Pourquoi certaines difficultés finissent-elles par s’installer?
Les comportements de l’enfant et les réactions des parents s’influencent mutuellement. Avec le temps, certaines séquences peuvent devenir de véritables habitudes.
Par exemple, l’enfant proteste lorsqu’il doit arrêter un écran. Le parent insiste, la tension monte, puis finit par accorder dix minutes supplémentaires. À court terme, tout le monde est soulagé. Mais ce soulagement peut renforcer la séquence: protester permet parfois de retarder l’arrêt, tandis que céder permet de mettre fin au conflit.
Personne n’a choisi cette dynamique. Elle s’est installée progressivement, comme cela peut arriver autour des devoirs, du coucher ou d’autres conflits du quotidien.
Il devient alors utile de regarder au-delà du comportement de l’enfant: qu’est-ce qui déclenche et entretient la situation, et sur quoi peut-on agir? Prendre ce recul est souvent difficile lorsqu’on est soi-même pris dans le problème.
Quand un coaching parental peut-il être utile?

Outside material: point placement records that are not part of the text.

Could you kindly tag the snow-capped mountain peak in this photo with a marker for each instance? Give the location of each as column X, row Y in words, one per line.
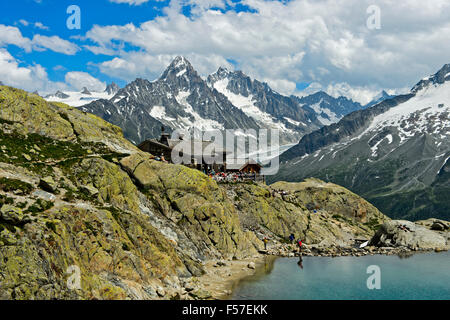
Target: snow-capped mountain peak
column 439, row 77
column 112, row 88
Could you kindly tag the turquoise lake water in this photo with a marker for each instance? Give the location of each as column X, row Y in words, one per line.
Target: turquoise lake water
column 416, row 277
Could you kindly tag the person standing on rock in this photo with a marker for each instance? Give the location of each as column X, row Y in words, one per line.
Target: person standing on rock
column 292, row 238
column 300, row 262
column 299, row 242
column 265, row 243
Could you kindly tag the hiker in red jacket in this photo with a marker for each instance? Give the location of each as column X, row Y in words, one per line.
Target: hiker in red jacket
column 299, row 242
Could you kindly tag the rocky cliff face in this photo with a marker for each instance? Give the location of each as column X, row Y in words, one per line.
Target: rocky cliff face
column 78, row 198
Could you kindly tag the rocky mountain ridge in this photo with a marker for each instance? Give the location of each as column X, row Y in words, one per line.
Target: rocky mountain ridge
column 395, row 153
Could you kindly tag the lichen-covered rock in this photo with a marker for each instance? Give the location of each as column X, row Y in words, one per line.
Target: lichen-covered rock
column 397, row 233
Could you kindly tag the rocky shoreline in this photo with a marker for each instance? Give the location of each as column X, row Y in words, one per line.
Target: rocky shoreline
column 223, row 276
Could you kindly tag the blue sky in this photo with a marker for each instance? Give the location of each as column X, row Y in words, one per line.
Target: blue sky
column 292, row 45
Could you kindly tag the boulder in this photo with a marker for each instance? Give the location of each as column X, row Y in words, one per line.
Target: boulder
column 402, row 233
column 439, row 226
column 48, row 184
column 11, row 214
column 200, row 294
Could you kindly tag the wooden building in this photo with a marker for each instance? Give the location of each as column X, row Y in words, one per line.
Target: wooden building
column 248, row 167
column 202, row 155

Un accompagnement parental peut être utile lorsque les mêmes difficultés se répètent malgré vos tentatives. Vous avez peut-être l’impression d’avoir « tout essayé ». Ces difficultés prennent trop de place et vous ne savez plus comment avancer.
Mon approche s’appuie principalement sur les approches cognitivo-comportementales (TCC) et la psychologie du développement. Il ne s’agit pas d’appliquer une méthode éducative toute faite, mais de comprendre votre situation et de construire des réponses adaptées.
Observer et comprendre
Nous commençons par clarifier ce qui pose problème et les principaux facteurs qui interviennent: âge et tempérament de l’enfant, émotions, habitudes, interactions familiales et environnement. Nous tenons aussi compte des attentes et des ressources du parent.
Identifier des leviers
Nous cherchons ensuite quelques changements réalistes. Il peut s’agir d’ajuster une règle ou une routine, de modifier l’environnement, de communiquer autrement ou de travailler sur certaines réactions face aux comportements de l’enfant.

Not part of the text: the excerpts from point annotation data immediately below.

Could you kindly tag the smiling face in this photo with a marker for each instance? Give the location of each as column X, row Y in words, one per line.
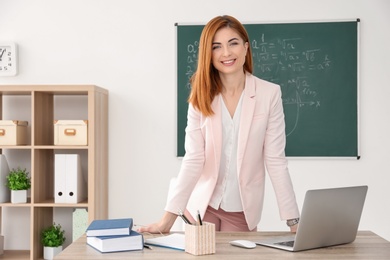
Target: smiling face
column 228, row 51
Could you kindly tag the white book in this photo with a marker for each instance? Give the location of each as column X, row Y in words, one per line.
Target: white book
column 107, row 244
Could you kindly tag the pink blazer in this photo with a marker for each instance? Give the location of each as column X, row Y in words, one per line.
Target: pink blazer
column 261, row 145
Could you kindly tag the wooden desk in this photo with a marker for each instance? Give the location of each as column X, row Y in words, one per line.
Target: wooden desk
column 366, row 246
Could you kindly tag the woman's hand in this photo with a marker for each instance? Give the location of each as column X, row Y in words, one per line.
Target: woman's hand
column 164, row 226
column 294, row 228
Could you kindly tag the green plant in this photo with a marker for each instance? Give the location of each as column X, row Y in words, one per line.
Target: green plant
column 18, row 180
column 53, row 236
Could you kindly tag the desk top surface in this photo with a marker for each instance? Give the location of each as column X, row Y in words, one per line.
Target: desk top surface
column 366, row 246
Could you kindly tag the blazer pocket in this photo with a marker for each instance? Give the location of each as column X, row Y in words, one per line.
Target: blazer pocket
column 259, row 116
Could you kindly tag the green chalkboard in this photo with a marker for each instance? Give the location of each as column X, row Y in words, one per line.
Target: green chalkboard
column 316, row 65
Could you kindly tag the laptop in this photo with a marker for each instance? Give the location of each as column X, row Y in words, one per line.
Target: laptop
column 329, row 217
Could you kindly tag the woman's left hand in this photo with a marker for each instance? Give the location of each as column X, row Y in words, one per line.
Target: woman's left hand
column 294, row 228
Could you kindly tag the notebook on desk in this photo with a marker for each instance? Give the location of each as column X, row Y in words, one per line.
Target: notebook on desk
column 329, row 217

Le travail peut aussi porter sur les émotions du parent, son stress, sa culpabilité ou sa charge mentale. Parfois, améliorer le fonctionnement familial ne demande pas de faire davantage pour son enfant, mais de rendre la situation plus soutenable pour soi-même.
Tester et ajuster
Plutôt que de changer dix choses à la fois, nous choisissons quelques modifications concrètes. Vous les testez puis nous ajustons en fonction de ce qui fonctionne réellement.
Un accompagnement centré sur le parent
L’accompagnement psychologique à la parentalité, ou coaching parental, est centré sur le parent et les difficultés rencontrées au quotidien. Nous pouvons aussi évaluer ensemble si une évaluation ou une prise en charge spécifique de l’enfant serait préférable. Le cas échéant, je pourrai vous orienter vers un professionnel spécialisé.
Il ne s’agit pas de devenir un parent parfait ni de supprimer tous les conflits. L’objectif est de mieux comprendre ce qui se passe, sortir des situations dans lesquelles on tourne en rond et retrouver des réponses plus cohérentes et soutenables au quotidien.